The NVIDIA L40S NVIDIA

The straight-forward positioning for the L40S is as an Omniverse GPU. Its performance is stunning. and supports real-time ray-tracing. Omniverse demands great graphics and this platform delivers.

L40S for Omniverse

L40S for Omniverse NVIDIA

But with the shortage of H100 GPUs the inference and training performance for smaller models is also compelling. Let’s be clear, it does not have the math performance (FLOPS), the High Bandwidth Memory, and NVLINK found on an H100. All LLM’s are trained with hundreds, thousands, and even tens of thousands of high-end GPUs.

But the L40S costs a lot less; its predecessor the L40 is going for ~$9000 on the web, and we would expect the L40S to be priced perhaps 15-20% above the L40. So, if it is 4-5 times slower, but costs 40-50% less, it just doesn’t make sense for training very large models, unless one cannot wait for the H100. The 48 GB of GDDR6 per GPU, times 4-8 for a beefy server, should be adequate for training and running models less than, say 20-80B Parameters. Even a larger L40S cluster of, say 256GPUs, would take some 48 days to train GPT3 compared to some 11-ish days for the same size cluster of H100. (Sorry for the approximate math, but …)

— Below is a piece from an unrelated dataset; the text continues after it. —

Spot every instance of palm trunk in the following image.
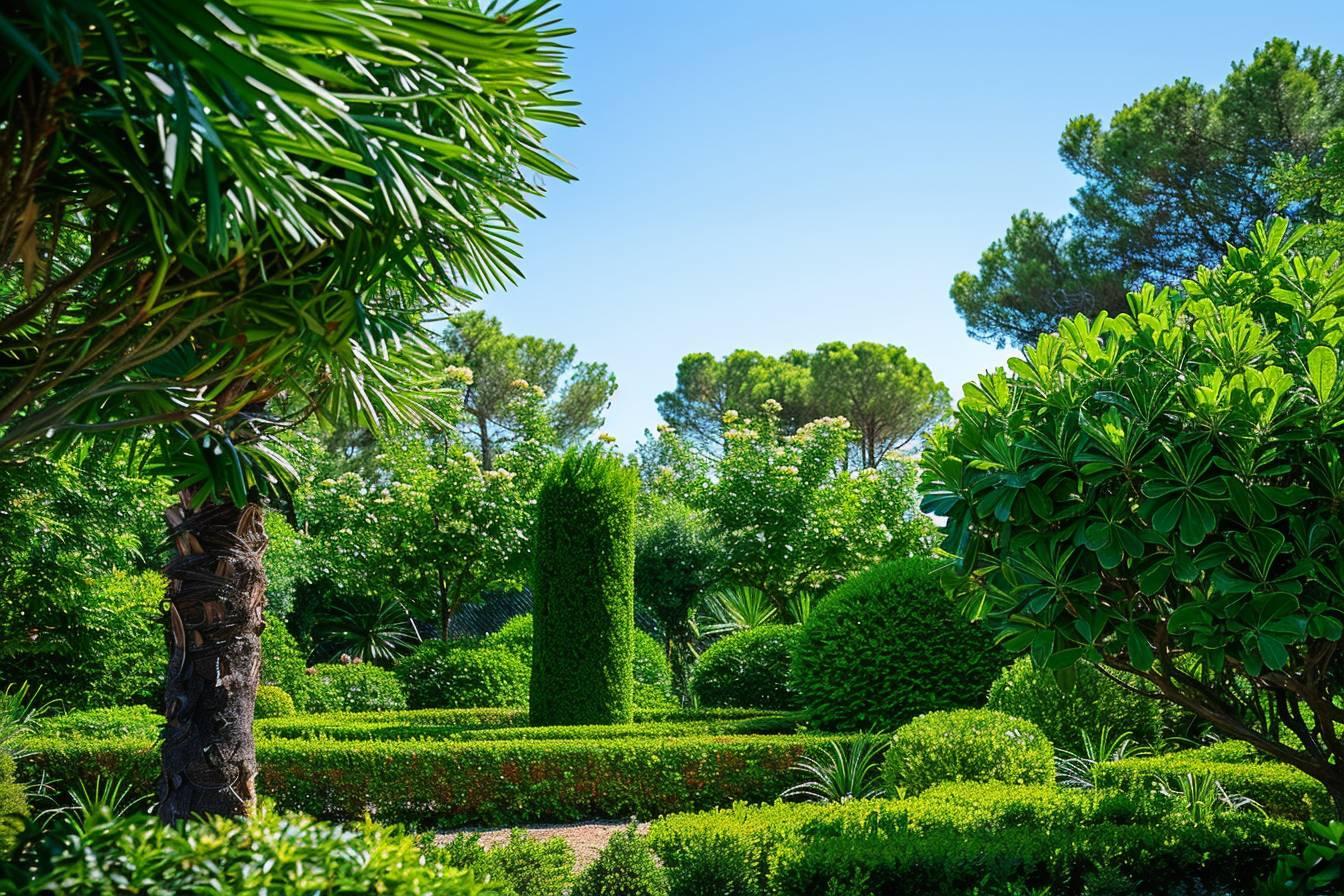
[159,492,266,823]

Now fine tuning smaller models, or even larger models, on an L40S could make a lot more sense. And for inference processing of smaller LLMs, again say less than 80B parameters, or especially less than 20B, could be ripe territory for the L40S to mine.

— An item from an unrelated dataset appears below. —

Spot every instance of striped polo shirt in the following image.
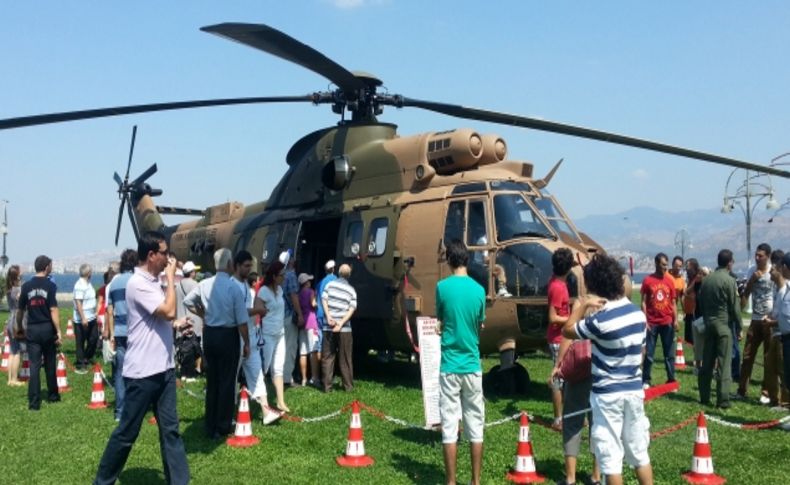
[321,278,357,332]
[575,297,647,394]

As for other AI models, the L40S looks to be a better fit, partly because they are not so memory intensive, with 50% better performance for image inference, and 70% better for DLRM (Recommendations) than a beefy A100. Here is also where you get a lot of synergy with Omniverse.

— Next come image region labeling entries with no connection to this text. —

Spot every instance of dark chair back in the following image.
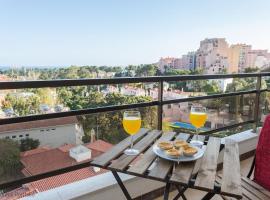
[254,115,270,190]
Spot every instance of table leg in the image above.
[163,183,171,200]
[202,192,216,200]
[173,185,187,200]
[112,171,132,200]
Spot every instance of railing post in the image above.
[158,80,163,130]
[253,74,262,133]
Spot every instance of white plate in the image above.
[153,144,204,162]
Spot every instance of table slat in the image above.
[242,177,270,198]
[170,134,205,185]
[148,133,189,180]
[109,130,161,170]
[128,132,176,174]
[91,128,149,167]
[221,139,242,197]
[195,137,220,191]
[191,135,205,142]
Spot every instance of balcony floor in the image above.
[156,157,253,200]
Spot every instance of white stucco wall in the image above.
[0,124,83,148]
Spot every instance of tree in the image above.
[20,138,40,151]
[2,94,41,116]
[0,139,21,176]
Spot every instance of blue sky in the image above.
[0,0,270,66]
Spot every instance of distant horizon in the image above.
[0,0,270,67]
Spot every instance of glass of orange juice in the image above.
[123,111,142,156]
[189,106,207,147]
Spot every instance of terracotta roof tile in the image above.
[27,167,106,192]
[3,140,113,200]
[21,140,113,176]
[85,140,113,153]
[21,146,50,157]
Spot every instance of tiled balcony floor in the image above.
[156,157,253,200]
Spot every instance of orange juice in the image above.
[189,112,207,128]
[123,117,142,135]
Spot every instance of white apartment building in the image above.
[196,38,229,74]
[0,116,84,148]
[157,57,182,73]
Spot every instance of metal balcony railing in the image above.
[0,73,270,190]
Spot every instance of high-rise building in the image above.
[158,38,270,74]
[196,38,229,74]
[181,52,196,70]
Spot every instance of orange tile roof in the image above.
[0,116,78,134]
[85,140,113,153]
[27,167,106,192]
[21,140,113,176]
[0,167,106,200]
[0,140,113,200]
[0,185,37,200]
[21,146,50,157]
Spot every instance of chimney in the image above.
[69,145,91,162]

NVIDIA showed that the L40S delivers 1.7x more performance than the A100.

NVIDIA showed that the L40S delivers 1.7x more performance than the A100. NVIDIA

L40S screams at at graphics and rendering

L40S screams at at graphics and rendering. NVIDIA

Conclusions

The NVIDIA L40S is indeed an impressive “Universal” GPU. Graphics? Check. Omniverse? Double Check. LLM Inference processing? Check, for models that can fit in 48GB or for practitioners willing to do the work of distributing the inference processing over a PCIe and Ethernet. Training? As an alternative to A100 it might make sense for some smaller LLMs. For fine tuning, it could help a lot of organizations and save them some money in the meantime. We would say, however, that the initial LLM training can best be done on H100 clusters.